RTL (Register Transfer Level): Describes how data moves between registers on each clock cycle.

Registers are like “brick walls” — they hold state and define the boundaries of combinational logic.
Everything between registers is combinational logic (no memory, just logic operations).

RTL Synthesis/Logical synthesis tools: Convert our RTL into technology-mapped gates/cells (ASIC) or LUTs/CLBs (FPGA).

What gets optimized:
- Only the combinational logic between registers.
- Optimization can focus on:
  - Speed: minimize propagation delay
  - Area/cost: minimize number of gates or LUTs
Registers themselves are not “optimized” in terms of logic — they just store values.

Critical Path

Here, we add one point from Harris & Harris, that is,

Critical path = combinational path with maximum delay.

From Step 3 above, we see that between registers, there is only combinational logic. Hence, the critical path will determine the max clock in our circuit! The following image contains two examples,

If the clock is too fast and the longest "road" (critical path) hasn’t been traversed yet, the data won’t arrive in time, causing incorrect data at the next register. So, the maximum clock frequency is limited by the critical path delay.

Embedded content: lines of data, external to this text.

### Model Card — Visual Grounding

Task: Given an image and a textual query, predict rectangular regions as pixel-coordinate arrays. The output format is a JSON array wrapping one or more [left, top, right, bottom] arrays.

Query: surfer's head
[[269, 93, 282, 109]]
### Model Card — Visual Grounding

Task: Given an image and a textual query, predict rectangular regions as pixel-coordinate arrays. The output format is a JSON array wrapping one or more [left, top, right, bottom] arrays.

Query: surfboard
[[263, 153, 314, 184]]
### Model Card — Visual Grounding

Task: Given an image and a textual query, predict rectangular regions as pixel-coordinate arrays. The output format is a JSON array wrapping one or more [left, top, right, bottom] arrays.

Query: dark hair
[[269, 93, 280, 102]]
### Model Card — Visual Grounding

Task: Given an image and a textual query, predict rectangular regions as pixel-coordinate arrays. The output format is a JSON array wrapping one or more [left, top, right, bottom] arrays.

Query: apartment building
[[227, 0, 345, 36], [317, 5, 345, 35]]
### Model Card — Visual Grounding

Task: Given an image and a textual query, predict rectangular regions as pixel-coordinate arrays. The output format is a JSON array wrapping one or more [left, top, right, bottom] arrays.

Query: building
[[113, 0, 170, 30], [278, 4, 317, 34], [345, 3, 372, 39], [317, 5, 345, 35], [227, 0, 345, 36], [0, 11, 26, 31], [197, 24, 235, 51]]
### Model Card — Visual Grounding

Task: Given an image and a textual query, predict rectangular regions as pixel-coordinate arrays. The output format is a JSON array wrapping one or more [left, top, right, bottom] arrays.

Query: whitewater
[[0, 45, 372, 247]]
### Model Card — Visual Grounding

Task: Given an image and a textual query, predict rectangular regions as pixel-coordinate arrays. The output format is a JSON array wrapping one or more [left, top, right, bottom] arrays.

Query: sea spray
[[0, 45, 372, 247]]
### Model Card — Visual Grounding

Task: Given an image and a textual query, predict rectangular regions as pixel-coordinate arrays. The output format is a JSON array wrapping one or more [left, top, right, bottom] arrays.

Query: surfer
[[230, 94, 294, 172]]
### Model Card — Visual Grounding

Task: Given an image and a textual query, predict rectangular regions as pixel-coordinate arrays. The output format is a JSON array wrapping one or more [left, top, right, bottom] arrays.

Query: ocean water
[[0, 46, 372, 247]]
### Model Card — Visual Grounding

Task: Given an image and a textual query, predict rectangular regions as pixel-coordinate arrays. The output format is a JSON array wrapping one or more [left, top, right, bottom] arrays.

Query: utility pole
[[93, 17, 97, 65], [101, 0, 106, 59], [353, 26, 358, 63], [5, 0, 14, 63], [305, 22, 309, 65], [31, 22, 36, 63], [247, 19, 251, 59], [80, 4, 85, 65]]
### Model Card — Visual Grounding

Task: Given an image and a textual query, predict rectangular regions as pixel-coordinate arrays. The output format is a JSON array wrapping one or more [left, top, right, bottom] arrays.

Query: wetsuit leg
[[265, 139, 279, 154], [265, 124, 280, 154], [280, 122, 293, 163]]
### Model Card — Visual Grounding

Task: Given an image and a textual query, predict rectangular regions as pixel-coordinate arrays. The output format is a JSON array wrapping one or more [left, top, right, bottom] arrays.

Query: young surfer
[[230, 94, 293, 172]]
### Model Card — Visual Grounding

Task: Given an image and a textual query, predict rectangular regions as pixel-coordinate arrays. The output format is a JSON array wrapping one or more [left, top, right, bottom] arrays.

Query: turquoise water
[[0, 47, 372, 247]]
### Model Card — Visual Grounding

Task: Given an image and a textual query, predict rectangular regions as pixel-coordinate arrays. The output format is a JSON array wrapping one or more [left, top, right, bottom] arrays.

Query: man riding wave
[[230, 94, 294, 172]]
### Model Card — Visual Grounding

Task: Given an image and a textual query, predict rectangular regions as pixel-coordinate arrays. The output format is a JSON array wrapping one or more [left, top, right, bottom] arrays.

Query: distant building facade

"Engineering is about trade offs. So, most of the time the answer to a certain question is 'it depends'."

— Prof. Rajesh

So, the two design shown in the image above doesn't have one better and one worse, they both have their own use case.

Technology Library vs. Intellectual Property (IP)

In short, Technology Library is much more low-level. But IP is

A pre-designed, reusable functional block or module that performs a specific higher-level function. Can be soft (synthesizable RTL) or hard (physical implementation).

And IP is usually much higher-level than technology library — often entire subsystems, like a CPU core, USB controller, or memory controller. For example,

CPU cores (RISC-V, ARM Cortex-M)
PCIe or Ethernet controllers
DSP blocks for signal processing
Floating-point arithmetic units

Analogy:

Think of technology libraries as bricks and mortar.
IP blocks are like pre-built rooms or furniture made from those bricks. We can assemble our building (chip) faster if we have ready-made rooms rather than making everything brick by brick.

Physical Design

Placement

It is deciding where to put each cell (gate, flip-flop, or higher-level module) on the physical chip layout.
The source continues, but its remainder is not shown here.